Half of Brazil greenhouse gases from ranches, cows: study
SAO PAULO, Brazil (AFP) — Half of Brazil’s greenhouse gas emissions come from cattle ranchers clearing Amazon jungle for pasture, and from their herds passing methane, a new study prepared for the Copenhagen climate summit say.
The report was written by 10 Brazilian university researchers and is referenced on the Brazilian government National Institute for Space Research website.
It estimates that between 2003 and 2008, the ranchers produced between 812 million and 1.1 billion tonnes of carbon gases a year, or 50 per cent of the national total.
Most came from the slash-and-burn technique they use to clear vast areas of the Amazon jungle for short-lived pastures, but cow burps and flatulence also contributed, the study said.
Although those factors were already generally well known, this is the first time the environmental impact of Brazil’s huge beef industry has been quantified.
The report said cattle farmers accounted for at least 75 per cent of Amazon deforestation, ahead of rice farmers and urban encroachment.

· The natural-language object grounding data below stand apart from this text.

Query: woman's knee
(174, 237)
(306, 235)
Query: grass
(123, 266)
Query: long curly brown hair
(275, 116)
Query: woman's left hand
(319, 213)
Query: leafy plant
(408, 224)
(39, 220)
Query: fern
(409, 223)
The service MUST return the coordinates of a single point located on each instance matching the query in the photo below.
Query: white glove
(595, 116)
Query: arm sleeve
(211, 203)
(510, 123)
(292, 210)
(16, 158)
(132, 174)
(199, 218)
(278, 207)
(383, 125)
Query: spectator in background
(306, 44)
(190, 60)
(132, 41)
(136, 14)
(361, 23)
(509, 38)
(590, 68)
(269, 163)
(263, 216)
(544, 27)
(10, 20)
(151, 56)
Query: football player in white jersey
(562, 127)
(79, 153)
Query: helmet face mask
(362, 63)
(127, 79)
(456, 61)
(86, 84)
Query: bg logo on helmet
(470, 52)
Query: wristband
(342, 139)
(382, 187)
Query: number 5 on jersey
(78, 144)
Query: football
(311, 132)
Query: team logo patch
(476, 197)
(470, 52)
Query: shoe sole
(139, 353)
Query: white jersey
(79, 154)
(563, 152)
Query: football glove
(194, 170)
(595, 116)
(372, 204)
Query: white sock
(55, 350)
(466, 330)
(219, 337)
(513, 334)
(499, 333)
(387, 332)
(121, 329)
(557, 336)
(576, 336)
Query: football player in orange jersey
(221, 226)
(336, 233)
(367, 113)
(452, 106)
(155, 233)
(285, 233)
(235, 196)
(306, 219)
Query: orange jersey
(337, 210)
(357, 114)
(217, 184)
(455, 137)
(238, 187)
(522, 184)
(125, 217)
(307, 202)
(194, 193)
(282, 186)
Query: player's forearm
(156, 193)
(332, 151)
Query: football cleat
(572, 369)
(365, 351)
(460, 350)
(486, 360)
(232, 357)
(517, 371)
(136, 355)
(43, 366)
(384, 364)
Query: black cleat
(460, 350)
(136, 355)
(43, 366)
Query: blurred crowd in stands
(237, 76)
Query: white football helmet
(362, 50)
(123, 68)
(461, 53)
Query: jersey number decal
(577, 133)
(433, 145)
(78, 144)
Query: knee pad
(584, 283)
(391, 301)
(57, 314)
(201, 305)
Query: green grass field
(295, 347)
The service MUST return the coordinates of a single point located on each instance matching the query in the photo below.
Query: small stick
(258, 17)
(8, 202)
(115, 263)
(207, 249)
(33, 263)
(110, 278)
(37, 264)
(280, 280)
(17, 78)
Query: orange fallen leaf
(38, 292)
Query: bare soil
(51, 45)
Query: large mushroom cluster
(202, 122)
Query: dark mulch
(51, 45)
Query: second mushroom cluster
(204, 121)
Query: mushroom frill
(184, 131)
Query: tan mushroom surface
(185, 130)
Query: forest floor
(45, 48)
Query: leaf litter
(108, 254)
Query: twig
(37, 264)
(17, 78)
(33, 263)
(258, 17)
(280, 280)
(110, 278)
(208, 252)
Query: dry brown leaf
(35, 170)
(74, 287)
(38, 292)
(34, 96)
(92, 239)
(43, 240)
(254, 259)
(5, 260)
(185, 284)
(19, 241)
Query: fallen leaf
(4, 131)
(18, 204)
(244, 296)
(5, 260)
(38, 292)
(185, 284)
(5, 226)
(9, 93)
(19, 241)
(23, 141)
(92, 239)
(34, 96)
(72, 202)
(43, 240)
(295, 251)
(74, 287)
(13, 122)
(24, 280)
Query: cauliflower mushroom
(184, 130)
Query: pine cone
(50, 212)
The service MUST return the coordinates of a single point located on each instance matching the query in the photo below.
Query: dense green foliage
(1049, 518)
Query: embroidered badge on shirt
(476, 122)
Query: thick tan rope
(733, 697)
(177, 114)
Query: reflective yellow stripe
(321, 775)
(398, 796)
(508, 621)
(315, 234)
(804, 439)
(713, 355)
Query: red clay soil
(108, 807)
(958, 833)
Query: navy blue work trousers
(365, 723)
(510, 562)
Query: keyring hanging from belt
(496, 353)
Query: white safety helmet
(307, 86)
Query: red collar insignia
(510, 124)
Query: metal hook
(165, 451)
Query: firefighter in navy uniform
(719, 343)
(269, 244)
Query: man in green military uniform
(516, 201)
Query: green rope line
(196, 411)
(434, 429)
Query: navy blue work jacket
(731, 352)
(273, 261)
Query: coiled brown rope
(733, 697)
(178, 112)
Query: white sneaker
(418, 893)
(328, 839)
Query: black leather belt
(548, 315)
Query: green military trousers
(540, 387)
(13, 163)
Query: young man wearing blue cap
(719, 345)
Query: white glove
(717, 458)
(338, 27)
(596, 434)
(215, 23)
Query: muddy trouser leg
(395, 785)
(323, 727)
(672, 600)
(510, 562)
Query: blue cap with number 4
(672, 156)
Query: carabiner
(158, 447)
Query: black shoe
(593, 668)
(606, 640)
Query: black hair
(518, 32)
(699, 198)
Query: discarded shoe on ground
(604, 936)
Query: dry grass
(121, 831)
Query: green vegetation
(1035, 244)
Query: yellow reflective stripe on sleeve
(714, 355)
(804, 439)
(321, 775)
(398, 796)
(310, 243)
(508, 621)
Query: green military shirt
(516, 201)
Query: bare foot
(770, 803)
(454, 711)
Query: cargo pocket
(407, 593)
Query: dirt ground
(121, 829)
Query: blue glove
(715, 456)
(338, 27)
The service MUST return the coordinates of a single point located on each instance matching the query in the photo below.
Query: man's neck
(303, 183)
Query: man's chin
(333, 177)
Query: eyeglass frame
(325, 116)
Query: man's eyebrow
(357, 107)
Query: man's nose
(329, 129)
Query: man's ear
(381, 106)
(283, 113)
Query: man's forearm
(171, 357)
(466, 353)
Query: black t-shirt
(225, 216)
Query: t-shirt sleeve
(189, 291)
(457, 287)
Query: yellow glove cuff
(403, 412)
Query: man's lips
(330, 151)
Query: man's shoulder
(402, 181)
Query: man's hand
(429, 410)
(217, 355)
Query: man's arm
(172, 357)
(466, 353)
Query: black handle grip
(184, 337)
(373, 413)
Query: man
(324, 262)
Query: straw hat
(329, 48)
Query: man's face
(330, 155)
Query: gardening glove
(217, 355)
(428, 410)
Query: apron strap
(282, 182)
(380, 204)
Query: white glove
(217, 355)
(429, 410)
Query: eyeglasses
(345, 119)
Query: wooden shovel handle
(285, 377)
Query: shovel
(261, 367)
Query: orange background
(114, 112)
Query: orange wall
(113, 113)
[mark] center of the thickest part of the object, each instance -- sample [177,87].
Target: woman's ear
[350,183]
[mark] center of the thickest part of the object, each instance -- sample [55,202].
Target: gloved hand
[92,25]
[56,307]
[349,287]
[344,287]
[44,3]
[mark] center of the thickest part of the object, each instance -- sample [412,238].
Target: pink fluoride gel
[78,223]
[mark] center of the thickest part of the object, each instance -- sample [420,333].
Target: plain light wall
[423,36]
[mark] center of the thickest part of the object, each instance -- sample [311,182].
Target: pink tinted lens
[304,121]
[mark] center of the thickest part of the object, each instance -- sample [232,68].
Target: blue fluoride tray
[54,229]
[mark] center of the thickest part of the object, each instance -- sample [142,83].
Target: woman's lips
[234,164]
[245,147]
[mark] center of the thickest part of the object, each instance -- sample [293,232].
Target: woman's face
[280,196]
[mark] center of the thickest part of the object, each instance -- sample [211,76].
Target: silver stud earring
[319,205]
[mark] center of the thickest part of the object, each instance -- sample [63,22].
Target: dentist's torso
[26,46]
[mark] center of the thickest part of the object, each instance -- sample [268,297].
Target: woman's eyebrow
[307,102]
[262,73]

The study noted a decline in the amount of annual greenhouse gases caused by cattle activities over the period studied.
But in 2008, emissions still amounted to 813 million tonnes, most of it from the Amazon, though some also came from the Cerrado scrub farther south in inland Brazil, it said.
The report’s authors suggested limiting the amount of carbon produced by ranchers by genetically altering cattle so that more could be squeezed on to each pasture, reducing the amount of land required, while maintaining beef yields.
Currently, 300 kilogrammes (660 pounds) of carbon is emitted for each kilogramme (2.2 pounds) of beef produced in Brazil.
Brazil is offering to reduce carbon emissions by 36 to 39 per cent, based on projected 2020 levels, largely through reducing Amazon deforestation.
On Friday, though, the daily Folha de S Paulo reported that President Luiz Inacio Lula da Silva had declared an amnesty for landowners fined for over-clearing their land of native vegetation — including those wiping out parts of the Amazon.
The decree, announced in the official government gazette, meant that six-billion-dollar worth of fines would be forgiven, the newspaper said.